After choosing the paraffin blocks that met the selection criteria, from each paraffin block, 2 new slides (3 um) were made without any special adherence additive by a conventional rotating microtome and they were processed by the following algorithm.
They were taken to a stove for 20 minutes at 85°C. Subsequently, slides were immersed in xylene (2 changes) for 5 minutes each one. After that, they were immersed in absolute alcohol (2 changes) and 96° alcohol (2 changes) for 5 minutes each one, the hydration was finished by tap water for 1 minute. Then, Alcian blue stain at pH 2.5 and pH 0.5 were applied by drops for 5 minutes and 10 minutes, respectively.

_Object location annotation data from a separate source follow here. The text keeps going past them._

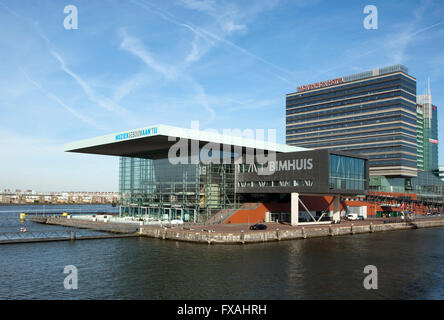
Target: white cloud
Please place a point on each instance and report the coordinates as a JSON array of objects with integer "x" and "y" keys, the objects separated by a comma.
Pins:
[
  {"x": 60, "y": 102},
  {"x": 101, "y": 101}
]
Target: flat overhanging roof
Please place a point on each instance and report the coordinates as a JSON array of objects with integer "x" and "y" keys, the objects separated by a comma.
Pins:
[{"x": 155, "y": 141}]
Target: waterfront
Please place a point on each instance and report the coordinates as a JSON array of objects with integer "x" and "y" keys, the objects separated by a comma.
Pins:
[{"x": 410, "y": 266}]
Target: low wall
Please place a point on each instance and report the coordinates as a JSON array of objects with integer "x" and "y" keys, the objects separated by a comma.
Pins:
[
  {"x": 207, "y": 236},
  {"x": 278, "y": 235}
]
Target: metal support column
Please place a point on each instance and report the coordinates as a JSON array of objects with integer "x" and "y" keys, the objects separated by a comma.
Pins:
[
  {"x": 294, "y": 217},
  {"x": 337, "y": 208}
]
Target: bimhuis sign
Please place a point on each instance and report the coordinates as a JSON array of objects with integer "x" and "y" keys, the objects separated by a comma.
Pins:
[{"x": 290, "y": 172}]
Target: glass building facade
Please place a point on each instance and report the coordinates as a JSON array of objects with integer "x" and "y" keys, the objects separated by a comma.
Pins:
[
  {"x": 346, "y": 173},
  {"x": 161, "y": 190}
]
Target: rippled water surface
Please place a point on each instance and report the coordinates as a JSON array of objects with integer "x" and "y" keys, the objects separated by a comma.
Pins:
[{"x": 410, "y": 266}]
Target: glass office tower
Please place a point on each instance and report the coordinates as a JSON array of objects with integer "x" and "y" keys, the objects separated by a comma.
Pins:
[{"x": 371, "y": 113}]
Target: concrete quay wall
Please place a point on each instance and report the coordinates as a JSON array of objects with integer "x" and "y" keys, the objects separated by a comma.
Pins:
[
  {"x": 279, "y": 235},
  {"x": 227, "y": 237}
]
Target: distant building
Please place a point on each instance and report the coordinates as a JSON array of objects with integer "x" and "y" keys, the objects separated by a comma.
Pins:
[{"x": 376, "y": 114}]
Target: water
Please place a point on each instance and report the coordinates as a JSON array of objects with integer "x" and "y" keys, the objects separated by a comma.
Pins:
[{"x": 410, "y": 266}]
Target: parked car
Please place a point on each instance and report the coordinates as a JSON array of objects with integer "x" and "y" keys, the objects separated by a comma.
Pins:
[
  {"x": 352, "y": 216},
  {"x": 258, "y": 226}
]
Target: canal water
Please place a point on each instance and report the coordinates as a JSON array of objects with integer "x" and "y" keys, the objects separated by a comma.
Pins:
[{"x": 410, "y": 265}]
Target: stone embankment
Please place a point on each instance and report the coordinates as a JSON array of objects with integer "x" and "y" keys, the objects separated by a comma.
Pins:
[{"x": 240, "y": 234}]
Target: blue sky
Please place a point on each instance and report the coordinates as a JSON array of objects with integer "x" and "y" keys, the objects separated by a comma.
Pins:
[{"x": 226, "y": 64}]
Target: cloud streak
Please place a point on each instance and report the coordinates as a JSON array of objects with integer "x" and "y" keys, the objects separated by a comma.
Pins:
[
  {"x": 212, "y": 38},
  {"x": 53, "y": 97},
  {"x": 102, "y": 102}
]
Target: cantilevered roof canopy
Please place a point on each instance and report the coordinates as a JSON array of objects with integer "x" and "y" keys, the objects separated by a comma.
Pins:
[{"x": 154, "y": 142}]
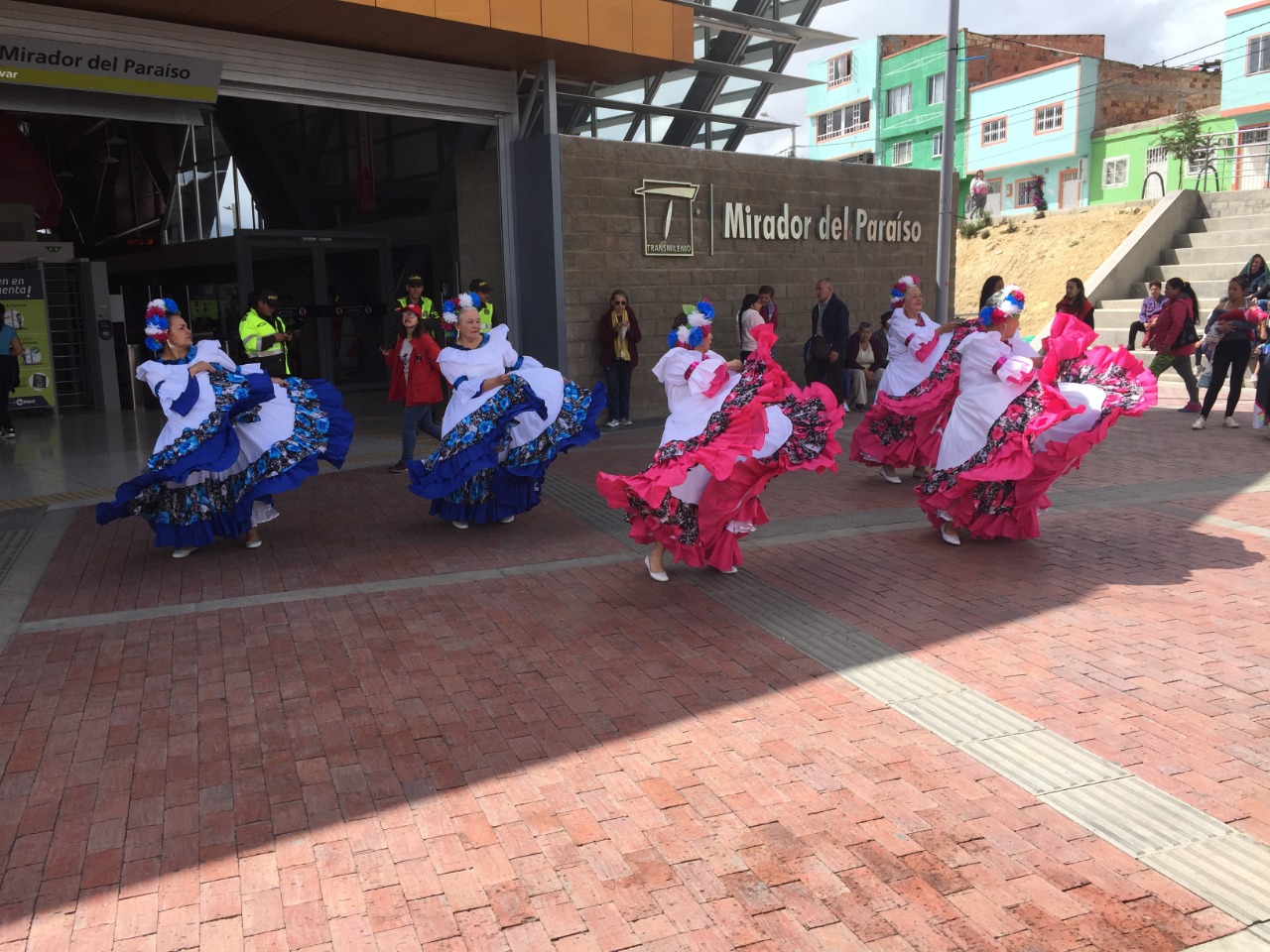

The contrast protocol consisted of washing the slides by tap water for 30 seconds and counterstained with Harris’s hematoxylin for 1 minute, after that, they were washed again by tap water for 30 seconds. Then, they were quickly differentiated (5 seconds) by 1% acid alcohol, washed by tap water for 1 minute, immersed in 0.3% ammonia water for 30 seconds and washed by tap water for 1 minute again.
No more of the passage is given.